Ken…the fireworks are completely out of control in PA, thanks to the red legislature. Anything anytime anywhere it seems. Most of us hate it.

November 5, 2021 | Unregistered CommenterJeanne

Do wonder what the demented Supremes would decide about the Roman candles some equally demented kids (no names here) used to light and fire at one another.

November 5, 2021 | Unregistered CommenterKen Winkes

If the SC decides that localities cannot "infringe" the right of people to carry concealed weapons, does that mean the old gang standbys of switch blades, gravity knives, chain belts, zip guns, straight razors, blackjacks and tire irons are going to be OK to carry on the MTA? Those are "arms" without a doubt.

Sabres, too, but those are a bit harder to conceal except in winter.

November 5, 2021 | Unregistered CommenterPatrick

Wonder if distribution of Covid-effective anti-viral pills will meet the same rejection from the Right? Or if Rightists will take them in secret and claim to their cohort they're so tough that they didn't?

And on the vaccine rejection by "intelligence" personnel: Couldn't hurt to use the vaccine requirement to cull paranoid nitwits from those branches of public employment, too, I'm thinking.

Or maybe paranoia is considered a plus in that line of work...

November 5, 2021 | Unregistered CommenterKen Winkes

Ken - a little paranoia is a plus with the IC set, but when joined with stupid it is a sure disaster.

Witness Flynn.

November 5, 2021 | Unregistered CommenterPatrick

As a second amendment supporter, I will note that if you want to get a rise out of the fallen Republicans then arm blacks, women, liberals, Americans of Asian descent. Bullies don't like real competition or a fair fight. Out here in the flyover zone, it is crystal clear that Republicans thrive on intimidation. Ask Moscow Mitch if he wants armed liberals showing up to his and Elaine's place.

November 5, 2021 | Unregistered Commentercitizen625

I just met with my brother-in-law who is a scientist for Pfizer and had involvement with the safety testing of their new therapeutic pill for covid. He feels that if people refuse to get the vaccine, they should also refuse to take/be given the new pill. Afterall, the pill was developed in a short timeframe and contains ingredients unknown to the recipient. If they want it, then charge them full pop even though they could have gotten the vaccine for free.
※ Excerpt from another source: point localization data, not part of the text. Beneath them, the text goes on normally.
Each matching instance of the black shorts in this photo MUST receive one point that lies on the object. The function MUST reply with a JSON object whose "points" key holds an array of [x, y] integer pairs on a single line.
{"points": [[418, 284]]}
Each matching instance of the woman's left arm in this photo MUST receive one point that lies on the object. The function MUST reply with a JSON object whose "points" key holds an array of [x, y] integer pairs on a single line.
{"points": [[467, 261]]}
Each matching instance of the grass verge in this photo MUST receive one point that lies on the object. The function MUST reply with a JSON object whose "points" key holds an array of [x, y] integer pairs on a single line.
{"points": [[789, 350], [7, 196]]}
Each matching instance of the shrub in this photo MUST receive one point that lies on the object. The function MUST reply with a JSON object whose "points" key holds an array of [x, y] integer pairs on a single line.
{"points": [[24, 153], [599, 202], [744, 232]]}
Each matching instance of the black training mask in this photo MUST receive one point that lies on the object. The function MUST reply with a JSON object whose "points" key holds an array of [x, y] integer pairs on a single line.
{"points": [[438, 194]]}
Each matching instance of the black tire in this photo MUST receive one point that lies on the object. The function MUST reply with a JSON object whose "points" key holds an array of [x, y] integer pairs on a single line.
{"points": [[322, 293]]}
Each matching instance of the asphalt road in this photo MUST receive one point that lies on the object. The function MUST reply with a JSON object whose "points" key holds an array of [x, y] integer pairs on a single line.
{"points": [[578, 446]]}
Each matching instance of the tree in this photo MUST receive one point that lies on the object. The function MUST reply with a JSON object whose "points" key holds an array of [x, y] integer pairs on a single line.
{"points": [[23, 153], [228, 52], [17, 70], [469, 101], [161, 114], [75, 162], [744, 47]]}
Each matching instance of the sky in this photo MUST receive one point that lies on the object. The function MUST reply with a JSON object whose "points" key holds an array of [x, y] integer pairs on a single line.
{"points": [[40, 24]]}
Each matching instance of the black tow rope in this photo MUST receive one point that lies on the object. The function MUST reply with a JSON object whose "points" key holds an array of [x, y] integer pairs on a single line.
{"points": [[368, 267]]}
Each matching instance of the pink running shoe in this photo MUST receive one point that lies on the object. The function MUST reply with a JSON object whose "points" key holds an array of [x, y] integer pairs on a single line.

November 5, 2021 | Unregistered Commenterunwashed

I'm perfectly happy for former DOJ schmoe Jeffrey Clark to claim attorney-client privilege. As a lawyer for the DOJ, his client is the United States of America, not the Occupier of the Oval Office.

I pay taxes, unlike the former OOO, so Clark was working for me. And as his client, I say he should lay out in great detail every single way he tried to circumvent the Constitution. Name names, ya bastid!